Hundestaffeln suchten nach dem vermissten Jungen (Archiv). Foto: 7aktuell.de/Moritz Bassermann

Eine Suche mit Hundestaffeln, Polizeihubschrauber und Öffentlichkeitsfahndung: Im Mai erregte ein verschwundenes Kind aus Fellbach Aufsehen. Nun sind einige Hintergründe bekannt.

Fellbach - An einem Mittwochabend im Mai verschwand ein zehnjähriger Junge aus seinem Fellbacher Elternhaus – er war nach einem Streit von zu Hause ausgerissen. Die Polizei suchte mit einem Großaufgebot nach dem Kind und veröffentlichte auch ein Foto. Am Tag darauf wurde der Zehnjährige wohlbehalten gefunden. Was sind die Hintergründe des Falles, der viel Aufsehen erregt hat?
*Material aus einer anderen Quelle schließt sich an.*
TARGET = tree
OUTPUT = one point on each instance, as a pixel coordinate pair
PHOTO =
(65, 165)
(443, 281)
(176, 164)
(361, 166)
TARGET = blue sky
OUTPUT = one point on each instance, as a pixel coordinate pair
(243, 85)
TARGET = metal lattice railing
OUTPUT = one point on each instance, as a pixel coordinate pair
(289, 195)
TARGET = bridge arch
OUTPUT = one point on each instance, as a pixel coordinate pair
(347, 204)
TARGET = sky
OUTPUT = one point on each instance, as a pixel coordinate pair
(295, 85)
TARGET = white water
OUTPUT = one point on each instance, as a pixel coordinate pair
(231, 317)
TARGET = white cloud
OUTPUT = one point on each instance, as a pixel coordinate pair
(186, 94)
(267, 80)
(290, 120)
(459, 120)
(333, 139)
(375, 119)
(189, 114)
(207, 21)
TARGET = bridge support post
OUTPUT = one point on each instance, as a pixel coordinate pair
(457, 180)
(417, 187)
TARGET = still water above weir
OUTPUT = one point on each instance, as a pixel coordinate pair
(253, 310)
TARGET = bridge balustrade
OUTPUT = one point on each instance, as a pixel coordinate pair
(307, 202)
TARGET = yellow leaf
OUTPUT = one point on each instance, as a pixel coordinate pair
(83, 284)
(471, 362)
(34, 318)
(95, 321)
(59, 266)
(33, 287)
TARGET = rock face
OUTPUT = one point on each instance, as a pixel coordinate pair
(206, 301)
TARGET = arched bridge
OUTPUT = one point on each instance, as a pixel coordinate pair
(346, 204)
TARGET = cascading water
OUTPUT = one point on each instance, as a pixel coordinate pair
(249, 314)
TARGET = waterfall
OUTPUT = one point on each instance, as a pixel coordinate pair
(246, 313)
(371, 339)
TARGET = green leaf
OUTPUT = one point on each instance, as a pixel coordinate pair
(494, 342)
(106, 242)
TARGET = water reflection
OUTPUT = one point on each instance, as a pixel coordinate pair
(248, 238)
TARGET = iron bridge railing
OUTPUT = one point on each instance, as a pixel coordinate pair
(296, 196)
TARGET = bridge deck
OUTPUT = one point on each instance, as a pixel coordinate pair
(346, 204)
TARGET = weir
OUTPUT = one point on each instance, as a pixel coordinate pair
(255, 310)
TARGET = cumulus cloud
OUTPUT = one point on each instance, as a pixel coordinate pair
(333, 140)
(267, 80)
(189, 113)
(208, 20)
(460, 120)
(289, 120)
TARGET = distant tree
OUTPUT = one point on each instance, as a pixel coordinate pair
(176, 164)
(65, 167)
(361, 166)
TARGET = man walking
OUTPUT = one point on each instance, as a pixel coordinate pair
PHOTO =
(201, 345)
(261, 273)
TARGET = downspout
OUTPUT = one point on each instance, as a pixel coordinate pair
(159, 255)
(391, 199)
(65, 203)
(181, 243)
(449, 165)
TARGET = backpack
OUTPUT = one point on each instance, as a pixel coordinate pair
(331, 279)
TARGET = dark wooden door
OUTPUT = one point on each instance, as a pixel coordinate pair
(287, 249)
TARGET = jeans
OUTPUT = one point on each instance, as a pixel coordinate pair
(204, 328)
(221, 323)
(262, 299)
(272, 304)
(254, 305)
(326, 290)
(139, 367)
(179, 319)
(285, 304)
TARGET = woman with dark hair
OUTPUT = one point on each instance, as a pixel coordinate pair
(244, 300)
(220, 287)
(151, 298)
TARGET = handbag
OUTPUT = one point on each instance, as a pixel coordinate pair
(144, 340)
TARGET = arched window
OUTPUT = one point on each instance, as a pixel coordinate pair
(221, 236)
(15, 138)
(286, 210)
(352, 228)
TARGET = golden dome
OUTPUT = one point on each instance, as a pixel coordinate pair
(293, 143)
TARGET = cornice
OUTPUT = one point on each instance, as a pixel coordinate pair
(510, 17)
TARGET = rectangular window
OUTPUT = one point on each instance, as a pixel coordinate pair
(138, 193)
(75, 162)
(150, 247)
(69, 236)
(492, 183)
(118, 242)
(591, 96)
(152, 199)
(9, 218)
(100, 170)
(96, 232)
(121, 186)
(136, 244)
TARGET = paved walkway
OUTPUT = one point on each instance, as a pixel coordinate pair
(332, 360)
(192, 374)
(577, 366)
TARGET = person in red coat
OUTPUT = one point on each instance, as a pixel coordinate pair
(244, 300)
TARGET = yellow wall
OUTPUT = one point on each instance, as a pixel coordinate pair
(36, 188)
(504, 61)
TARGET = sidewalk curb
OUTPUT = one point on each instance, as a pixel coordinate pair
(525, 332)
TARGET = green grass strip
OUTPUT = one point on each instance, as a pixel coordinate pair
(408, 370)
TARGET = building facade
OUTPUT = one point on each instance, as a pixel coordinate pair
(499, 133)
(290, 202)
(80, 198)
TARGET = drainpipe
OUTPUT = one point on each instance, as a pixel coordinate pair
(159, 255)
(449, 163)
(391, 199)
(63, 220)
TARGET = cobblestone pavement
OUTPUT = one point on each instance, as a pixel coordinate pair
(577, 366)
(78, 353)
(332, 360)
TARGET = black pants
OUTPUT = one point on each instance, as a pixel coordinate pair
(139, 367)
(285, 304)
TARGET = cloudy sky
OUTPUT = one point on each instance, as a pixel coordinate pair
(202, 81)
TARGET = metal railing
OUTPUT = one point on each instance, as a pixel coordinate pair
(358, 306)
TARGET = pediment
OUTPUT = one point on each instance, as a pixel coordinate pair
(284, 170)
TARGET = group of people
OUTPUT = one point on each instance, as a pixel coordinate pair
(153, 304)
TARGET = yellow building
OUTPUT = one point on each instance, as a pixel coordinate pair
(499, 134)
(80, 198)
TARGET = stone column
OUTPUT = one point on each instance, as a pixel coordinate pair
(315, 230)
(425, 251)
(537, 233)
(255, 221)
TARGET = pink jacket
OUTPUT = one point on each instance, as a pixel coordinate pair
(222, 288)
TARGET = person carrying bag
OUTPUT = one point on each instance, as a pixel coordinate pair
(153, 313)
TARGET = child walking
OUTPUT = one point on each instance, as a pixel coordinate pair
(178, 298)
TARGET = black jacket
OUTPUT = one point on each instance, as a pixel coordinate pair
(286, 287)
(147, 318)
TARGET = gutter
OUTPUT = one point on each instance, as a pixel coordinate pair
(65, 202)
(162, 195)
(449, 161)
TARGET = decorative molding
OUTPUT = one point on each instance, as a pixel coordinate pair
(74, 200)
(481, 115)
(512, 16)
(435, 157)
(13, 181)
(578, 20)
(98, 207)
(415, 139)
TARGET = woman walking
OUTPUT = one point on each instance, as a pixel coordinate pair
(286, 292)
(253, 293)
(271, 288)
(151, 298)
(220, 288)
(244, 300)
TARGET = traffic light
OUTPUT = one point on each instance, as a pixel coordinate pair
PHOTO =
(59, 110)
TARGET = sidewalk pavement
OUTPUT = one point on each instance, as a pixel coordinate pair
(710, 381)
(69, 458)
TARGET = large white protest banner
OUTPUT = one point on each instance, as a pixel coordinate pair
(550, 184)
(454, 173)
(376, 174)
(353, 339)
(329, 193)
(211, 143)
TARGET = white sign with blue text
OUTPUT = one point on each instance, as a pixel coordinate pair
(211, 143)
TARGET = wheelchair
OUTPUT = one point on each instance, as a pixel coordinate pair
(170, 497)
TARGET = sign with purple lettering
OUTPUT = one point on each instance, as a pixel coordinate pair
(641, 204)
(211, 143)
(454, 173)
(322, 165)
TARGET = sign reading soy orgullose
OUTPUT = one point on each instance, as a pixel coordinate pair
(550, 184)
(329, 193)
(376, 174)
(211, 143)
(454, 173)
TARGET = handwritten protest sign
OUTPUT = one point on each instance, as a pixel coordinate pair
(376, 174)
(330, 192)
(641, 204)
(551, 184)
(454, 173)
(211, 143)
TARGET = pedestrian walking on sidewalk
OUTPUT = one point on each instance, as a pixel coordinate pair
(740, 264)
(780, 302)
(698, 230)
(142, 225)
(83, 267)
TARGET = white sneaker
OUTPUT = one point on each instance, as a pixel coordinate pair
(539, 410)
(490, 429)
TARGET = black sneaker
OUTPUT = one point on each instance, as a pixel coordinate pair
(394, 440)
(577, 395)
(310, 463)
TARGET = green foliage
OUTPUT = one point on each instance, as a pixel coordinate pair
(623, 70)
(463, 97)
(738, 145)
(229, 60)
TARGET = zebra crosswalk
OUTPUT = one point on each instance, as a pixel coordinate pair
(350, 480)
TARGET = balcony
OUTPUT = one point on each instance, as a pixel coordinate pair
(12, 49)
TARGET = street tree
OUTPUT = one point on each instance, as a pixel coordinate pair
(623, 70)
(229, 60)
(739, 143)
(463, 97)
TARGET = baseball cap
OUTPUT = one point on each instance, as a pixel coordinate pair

Polizei wurde nicht informiert

Nach Angaben der Polizei war ein „banaler Streit“ der Grund dafür, dass der Junge verschwand. „Es war nichts Gravierendes, aber wohl ausreichend für ihn, wegzulaufen“, teilt ein Sprecher mit. Ein 38 Jahre alter Fellbacher habe das Kind dann zufällig entdeckt und gefragt, ob es Hilfe benötige. Der Mann habe den Jungen daraufhin mit zu sich nach Hause genommen, ihm etwas zu essen gemacht und ihn mit seiner Konsole spielen lassen. Anschließend hätten beide in getrennten Betten geschlafen. „Der Mann hat den Jungen zu keiner Zeit gegen dessen Willen festgehalten und ihm am nächsten Tag gesagt, dass er nun wieder zu seinen Eltern gehen muss“, erklärt der Polizeisprecher.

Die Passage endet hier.